The city’s continuous population and economic growth, along with the increasing popularity of letter mail, eventually overwhelmed the Toronto street office, while entry into the Dominion in 1867 meant the new Canadian government was willing to financially contribute to impressive public buildings, especially those of its new national postal department. Toronto’s eighth postal building, known as the General Post Office, was completed in 1873 on Adelaide, at the head of Toronto Street. The federal government spared no expense in constructing this grandiose edifice – in point of fact, it was their most expensive post-Confederation undertaking. Designed in the Second Empire style by Henry Langley, few buildings could match its splendour; as William Dendy writes, “it established standards for fine design and materials and for sheer grandeur of effect.” Sadly, it was razed in 1958.

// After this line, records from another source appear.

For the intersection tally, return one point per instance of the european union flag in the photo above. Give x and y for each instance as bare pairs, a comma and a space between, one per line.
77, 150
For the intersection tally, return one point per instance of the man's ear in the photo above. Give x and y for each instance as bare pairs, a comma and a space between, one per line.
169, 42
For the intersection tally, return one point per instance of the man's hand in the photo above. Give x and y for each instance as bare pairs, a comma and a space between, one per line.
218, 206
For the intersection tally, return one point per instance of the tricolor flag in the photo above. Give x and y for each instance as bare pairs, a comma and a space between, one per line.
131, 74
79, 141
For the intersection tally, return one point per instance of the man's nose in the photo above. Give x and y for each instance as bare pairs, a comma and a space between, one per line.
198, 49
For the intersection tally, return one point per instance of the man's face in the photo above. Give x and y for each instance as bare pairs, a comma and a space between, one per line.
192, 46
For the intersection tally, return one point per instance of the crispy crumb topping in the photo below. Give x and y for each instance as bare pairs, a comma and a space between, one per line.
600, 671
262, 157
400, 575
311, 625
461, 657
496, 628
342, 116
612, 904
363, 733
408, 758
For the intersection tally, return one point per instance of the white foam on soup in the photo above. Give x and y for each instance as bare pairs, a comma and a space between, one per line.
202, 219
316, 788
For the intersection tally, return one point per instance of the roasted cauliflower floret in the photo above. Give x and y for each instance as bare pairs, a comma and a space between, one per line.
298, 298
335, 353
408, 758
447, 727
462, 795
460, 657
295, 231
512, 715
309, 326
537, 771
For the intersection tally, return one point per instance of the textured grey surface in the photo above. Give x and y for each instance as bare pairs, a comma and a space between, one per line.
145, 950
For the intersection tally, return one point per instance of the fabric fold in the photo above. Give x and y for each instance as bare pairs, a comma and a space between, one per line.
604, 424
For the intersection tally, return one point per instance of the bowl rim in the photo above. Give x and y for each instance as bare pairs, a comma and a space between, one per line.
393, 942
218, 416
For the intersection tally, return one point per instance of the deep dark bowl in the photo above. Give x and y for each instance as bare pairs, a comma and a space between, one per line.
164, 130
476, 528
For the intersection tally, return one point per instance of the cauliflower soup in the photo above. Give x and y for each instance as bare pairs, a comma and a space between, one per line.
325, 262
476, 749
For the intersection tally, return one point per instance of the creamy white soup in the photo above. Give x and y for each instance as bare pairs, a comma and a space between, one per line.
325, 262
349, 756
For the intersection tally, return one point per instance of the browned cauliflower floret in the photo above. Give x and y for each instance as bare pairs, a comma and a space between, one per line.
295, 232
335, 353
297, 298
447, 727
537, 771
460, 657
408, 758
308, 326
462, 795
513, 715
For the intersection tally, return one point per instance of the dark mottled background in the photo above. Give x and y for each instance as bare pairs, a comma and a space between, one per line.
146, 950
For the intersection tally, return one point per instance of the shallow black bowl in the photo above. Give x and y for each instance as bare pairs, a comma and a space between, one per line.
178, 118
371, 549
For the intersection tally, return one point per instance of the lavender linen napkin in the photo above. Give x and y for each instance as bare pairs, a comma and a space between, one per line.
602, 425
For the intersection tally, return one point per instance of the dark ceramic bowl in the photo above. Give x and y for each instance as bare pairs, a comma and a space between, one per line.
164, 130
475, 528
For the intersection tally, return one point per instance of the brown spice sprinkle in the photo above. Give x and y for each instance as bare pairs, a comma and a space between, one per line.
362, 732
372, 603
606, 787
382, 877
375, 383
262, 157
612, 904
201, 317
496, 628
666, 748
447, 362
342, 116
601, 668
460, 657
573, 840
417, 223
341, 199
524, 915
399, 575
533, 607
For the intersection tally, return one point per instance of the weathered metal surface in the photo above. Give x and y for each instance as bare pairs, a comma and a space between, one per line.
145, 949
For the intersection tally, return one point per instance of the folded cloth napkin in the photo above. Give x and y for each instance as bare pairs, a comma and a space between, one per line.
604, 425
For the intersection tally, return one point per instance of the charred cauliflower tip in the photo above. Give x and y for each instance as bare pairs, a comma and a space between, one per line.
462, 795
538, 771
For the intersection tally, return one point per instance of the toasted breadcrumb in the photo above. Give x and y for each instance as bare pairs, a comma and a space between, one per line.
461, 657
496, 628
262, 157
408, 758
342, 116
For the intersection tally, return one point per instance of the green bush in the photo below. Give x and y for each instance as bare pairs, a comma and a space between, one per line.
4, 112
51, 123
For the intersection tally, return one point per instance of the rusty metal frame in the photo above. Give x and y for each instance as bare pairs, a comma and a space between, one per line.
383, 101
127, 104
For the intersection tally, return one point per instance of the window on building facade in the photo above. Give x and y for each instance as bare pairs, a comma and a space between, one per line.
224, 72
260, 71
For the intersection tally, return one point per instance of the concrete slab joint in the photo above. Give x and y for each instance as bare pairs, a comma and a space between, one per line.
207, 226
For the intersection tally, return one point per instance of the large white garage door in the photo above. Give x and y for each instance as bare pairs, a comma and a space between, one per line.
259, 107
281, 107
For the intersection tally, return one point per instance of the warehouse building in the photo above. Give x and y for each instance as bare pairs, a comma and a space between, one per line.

The General Post Office, a bold symbol of prosperity and permanence, was also a model of postal efficiency, designed to maximize productivity and exploit the latest technology. The postal service faced the enormous task of processing increasingly large volumes of letters, parcels, catalogues and newspapers by hand. The labour intensive nature of processing mail required hundreds of employees, many of whom crammed cheek by jowl into vast sorting rooms. Receiving and delivering mail to Torontonians required constant innovation and expansion; in order to continue offering a democratic service at an inexpensive rate, all manner of time and cost saving measures were experimented with. The first pillar mailboxes in Toronto appeared in 1859, and soon became commonplace fixtures throughout the city. Bicycles, motorcycles, and trucks were harnessed for faster postal delivery. Three branch offices were opened in 1881 to keep pace with the city’s growth and relieve the burden on the General office, and many more were opened afterwards – by the turn of the century over fifty existed, soon accompanied by a system of postal zones.
Constant modernization was necessary for the postal service to manage the exponential growth of mail volume and the pressure of delivering to streetcar suburbs. The early twentieth century was characterized by a drive towards automated solutions, and postal buildings whose scale and function was consistent with the needs of a large modern city. In the 1930s, postal service in Toronto benefited from funds provided by the federal government for large public works projects. The result was the Postal Delivery Building, a colossal sorting facility completed in 1941 near the city’s rail and industrial area. Charles Dolphin’s streamlined design, influenced by the Deco and Moderne styles popular at the time, featured sleek curves and fantastic ornamentation to suggest a society enthralled by speed, technology and communication.
Toronto’s later post offices revealed the increased emphasis on automated sorting technology and shifting architectural expressions. The clean lines and horizontal simplicity of postwar postal buildings, such as Postal Station E on Dovercourt Road and John Parkin’s Don Mills Post Office, presented Torontonians with a postal service for the Modern age. These buildings, like their predecessors, are testament to the post’s symbolic place in Toronto’s history.